このAudioBox 44VSLはACアダプタを接続して動作させる機材で、USBバスからの電源供給は不要。予めACアダプタに接続した状態でNexus 10に接続し、USB Audio Recorder PROを起動してみると、バッチリと認識する。しかもメイン画面の左側には小さい文字で「IN 44100 24-bit AudioBox 44VSL Audio In MULTITRACK 4 channels」、「OUT 44100 24-bit AudioBox 44VSL Audio Out MULTITRACK 4 channels」といった表示もあるようだ。ここでI/Oタブを見てみると、ここにもAudioBox 44VSLの表示が出ている。また、サンプリングレートとしては96kHzまで選択できるようになっている。

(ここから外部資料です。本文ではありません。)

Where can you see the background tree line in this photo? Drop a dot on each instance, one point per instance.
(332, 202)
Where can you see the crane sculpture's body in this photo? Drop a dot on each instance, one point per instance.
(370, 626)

さらにInputにおいてはステレオ、モノラル、さらにはマルチトラックの選択までできるようになっているので、ここではMultitrackを選択してみた。この状態でレコーディングをしてみると、画面には4ch分のレベルメーターが表示されて4ch同時のレコーディングができた。その結果がどうなるのか思って確認してみたところ、4ch同時レコーディングの場合はステレオのWAVファイルが2つできていたのだ。ただし、再生は2chまでしかできないようで、1/2chとしてレコーディングされたものが再生される。3/4chのほうを再生したければ、改めて手動で読み込みなおせば再生することができた。
そのほか、AudioBox 44VSLの入力側、出力側それぞれのレベル調整を行なえるミキサー機能も用意されているので、なかなか便利に使うことができそうだ。
このように24bit/96kHzが4ch同時にレコーディングできる環境をNexus 10で実現できたわけで、これはなかなか画期的といえる。試しに手元にあったGalaxy Nexusでも試したところ、こちらでも同様に動かすことができた。また編集部から借りたNexus 7でも同じように動かすことができたので、汎用性は高そうだ。
ただし、やはり大きなネックであると感じるのは、そのシステム構成。USBオーディオデバイスを掴んでいるのがAndroid OSではなく、アプリ自身であり、これが直接ハードと接続しているという点だ。だからこそ、root化することなく、USBオーディオを利用することができたわけだが、USBオーディオが利用できるのはアプリ内だけの話なのだ。せっかく、DTM系のアプリがいろいろと登場し始めているのに、それらで利用できないというのが残念なところ。
Androidを採用した端末メーカーが、USBオーディオを全面的に開放してくれるのがベストではあるが、すぐにそうした動きになるとはあまり期待できない。ただ、eXtream Software Developmentでは、他のアプリでも利用可能なソフトを開発中のようなので、ぜひそこに期待したい。